Vers dix heures, il s’occupa à mettre le couvert. Ce n’était pas une petite affaire. Les places étaient fixées chaque année de la même façon ; Marcel s’y prenait à l’avance afin de n’être pas en retard. Le banquet devait commencer à midi précis ; c’était un peu tard pour déjeûner.
— Mais, disait le jeune homme avec un bon sourire, plusieurs de mes amis viennent de loin, il faut leur donner le temps d’arriver.
Et il procédait à l’arrangement du couvert avec autant de soin et de minutie que s’il eût véritablement attendu ses fantastiques convives.
Ceux-ci, en comptant Marcel, étaient au nombre de quatorze ; ils comprenaient tous ses amis, ceux de son père et son père lui-même, car il n’avait jamais voulu croire, malgré le long silence gardé par celui-ci, qu’il fût mort.
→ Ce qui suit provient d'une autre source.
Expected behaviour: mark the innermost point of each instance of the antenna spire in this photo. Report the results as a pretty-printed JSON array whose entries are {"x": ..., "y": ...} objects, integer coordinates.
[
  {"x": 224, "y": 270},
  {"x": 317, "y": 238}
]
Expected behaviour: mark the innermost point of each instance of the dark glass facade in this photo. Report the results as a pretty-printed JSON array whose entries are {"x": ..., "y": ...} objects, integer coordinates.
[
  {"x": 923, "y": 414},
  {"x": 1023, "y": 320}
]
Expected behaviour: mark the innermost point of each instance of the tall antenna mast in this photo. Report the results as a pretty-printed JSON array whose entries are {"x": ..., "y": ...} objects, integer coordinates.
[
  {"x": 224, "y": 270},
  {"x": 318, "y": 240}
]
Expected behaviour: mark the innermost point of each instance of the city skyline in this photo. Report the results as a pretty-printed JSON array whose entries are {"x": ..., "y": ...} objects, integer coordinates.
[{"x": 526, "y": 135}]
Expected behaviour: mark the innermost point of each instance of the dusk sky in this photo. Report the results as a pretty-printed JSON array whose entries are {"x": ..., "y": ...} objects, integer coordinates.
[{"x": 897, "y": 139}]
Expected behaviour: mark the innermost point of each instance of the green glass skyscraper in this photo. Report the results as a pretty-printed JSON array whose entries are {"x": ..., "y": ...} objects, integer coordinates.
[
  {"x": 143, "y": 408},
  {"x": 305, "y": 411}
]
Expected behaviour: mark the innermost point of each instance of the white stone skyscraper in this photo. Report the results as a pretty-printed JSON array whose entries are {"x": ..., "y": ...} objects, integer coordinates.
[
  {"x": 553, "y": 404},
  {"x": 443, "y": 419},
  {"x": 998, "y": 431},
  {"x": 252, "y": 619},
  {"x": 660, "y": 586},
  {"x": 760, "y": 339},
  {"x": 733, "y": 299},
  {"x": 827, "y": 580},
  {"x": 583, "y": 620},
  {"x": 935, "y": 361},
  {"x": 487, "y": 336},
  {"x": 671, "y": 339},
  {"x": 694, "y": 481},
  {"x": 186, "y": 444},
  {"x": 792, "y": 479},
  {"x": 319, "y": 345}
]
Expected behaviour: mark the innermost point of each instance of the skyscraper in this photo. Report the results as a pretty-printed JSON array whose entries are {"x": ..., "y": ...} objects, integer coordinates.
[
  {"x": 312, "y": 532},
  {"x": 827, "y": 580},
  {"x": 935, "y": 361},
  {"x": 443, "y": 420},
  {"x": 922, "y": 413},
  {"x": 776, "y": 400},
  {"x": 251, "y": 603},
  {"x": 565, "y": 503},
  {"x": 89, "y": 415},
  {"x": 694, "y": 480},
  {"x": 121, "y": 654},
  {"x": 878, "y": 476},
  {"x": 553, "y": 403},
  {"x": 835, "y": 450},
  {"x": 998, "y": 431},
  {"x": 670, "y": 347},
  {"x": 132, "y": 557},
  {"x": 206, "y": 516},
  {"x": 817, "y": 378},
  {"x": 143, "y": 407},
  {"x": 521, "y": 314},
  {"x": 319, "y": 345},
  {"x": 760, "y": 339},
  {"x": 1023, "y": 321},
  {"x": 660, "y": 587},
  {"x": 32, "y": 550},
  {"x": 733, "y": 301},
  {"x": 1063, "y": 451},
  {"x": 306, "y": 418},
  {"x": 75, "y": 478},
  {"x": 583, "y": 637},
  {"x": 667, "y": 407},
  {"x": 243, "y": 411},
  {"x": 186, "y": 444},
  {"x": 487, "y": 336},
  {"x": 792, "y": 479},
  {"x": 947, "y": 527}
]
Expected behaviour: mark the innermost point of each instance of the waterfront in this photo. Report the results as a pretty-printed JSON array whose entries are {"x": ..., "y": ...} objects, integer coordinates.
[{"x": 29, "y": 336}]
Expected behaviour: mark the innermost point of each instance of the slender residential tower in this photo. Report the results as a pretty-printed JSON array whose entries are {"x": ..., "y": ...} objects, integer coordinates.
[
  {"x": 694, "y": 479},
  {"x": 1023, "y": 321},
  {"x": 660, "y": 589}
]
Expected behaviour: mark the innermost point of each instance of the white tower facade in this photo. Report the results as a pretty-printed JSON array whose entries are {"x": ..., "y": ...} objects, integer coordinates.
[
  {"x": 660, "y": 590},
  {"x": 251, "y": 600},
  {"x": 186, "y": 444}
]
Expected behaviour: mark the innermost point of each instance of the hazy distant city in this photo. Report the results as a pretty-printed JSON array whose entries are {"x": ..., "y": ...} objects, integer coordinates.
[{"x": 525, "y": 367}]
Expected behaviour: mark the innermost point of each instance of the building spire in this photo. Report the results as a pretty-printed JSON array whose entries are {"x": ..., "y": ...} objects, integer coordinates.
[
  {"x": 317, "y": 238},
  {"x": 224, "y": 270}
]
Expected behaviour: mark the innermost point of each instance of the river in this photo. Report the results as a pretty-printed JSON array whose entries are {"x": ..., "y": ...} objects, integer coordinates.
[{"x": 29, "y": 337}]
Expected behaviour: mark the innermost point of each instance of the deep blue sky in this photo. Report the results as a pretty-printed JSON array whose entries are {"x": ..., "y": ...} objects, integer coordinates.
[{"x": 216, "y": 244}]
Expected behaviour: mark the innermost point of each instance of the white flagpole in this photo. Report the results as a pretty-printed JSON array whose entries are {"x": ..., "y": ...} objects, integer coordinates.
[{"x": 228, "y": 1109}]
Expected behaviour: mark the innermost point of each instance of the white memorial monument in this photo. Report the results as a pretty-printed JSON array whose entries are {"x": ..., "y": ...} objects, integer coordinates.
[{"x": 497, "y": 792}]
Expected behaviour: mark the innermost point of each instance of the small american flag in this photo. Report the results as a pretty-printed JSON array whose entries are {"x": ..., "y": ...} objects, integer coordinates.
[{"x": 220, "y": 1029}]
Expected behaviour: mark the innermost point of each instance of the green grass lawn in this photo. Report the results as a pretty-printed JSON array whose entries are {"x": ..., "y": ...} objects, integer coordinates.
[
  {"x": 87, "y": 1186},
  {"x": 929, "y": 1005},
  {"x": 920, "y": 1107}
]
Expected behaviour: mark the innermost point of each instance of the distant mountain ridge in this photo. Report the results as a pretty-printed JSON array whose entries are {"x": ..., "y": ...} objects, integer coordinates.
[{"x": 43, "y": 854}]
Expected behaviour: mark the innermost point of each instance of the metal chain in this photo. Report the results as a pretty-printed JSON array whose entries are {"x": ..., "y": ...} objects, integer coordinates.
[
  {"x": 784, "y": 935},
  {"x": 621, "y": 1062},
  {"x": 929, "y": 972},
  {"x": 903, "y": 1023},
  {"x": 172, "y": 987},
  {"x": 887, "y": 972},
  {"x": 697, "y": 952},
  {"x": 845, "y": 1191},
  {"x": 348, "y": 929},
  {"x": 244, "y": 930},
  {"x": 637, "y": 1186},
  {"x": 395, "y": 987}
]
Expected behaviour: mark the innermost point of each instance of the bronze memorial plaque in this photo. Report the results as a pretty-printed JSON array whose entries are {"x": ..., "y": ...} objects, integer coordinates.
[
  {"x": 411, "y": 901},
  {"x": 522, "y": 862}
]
Voici comment les convives devaient se ranger à table.
Michel Sauvage, le père de Marcel, présidait le banquet ; Jacques Chrétien occupait sa droite et Marcel sa gauche. En face de Marcel se plaçait l’homme au burnous ayant à sa gauche Claire Sauvage et à sa droite Mariette Chrétien. A gauche de Marcel était placée Jeannette Chrétien, sa mère adoptive, puis maître Corbon, le notaire, Jérôme, le forestier, et M. Paquet, qui se trouvait ainsi auprès de Mariette. A la droite de Jacques, Mme Paquet, le docteur Cavalier, Madeleine, la femme de Jérôme, puis Pierre Morin, qui devenait ainsi le voisin de Claire Sauvage.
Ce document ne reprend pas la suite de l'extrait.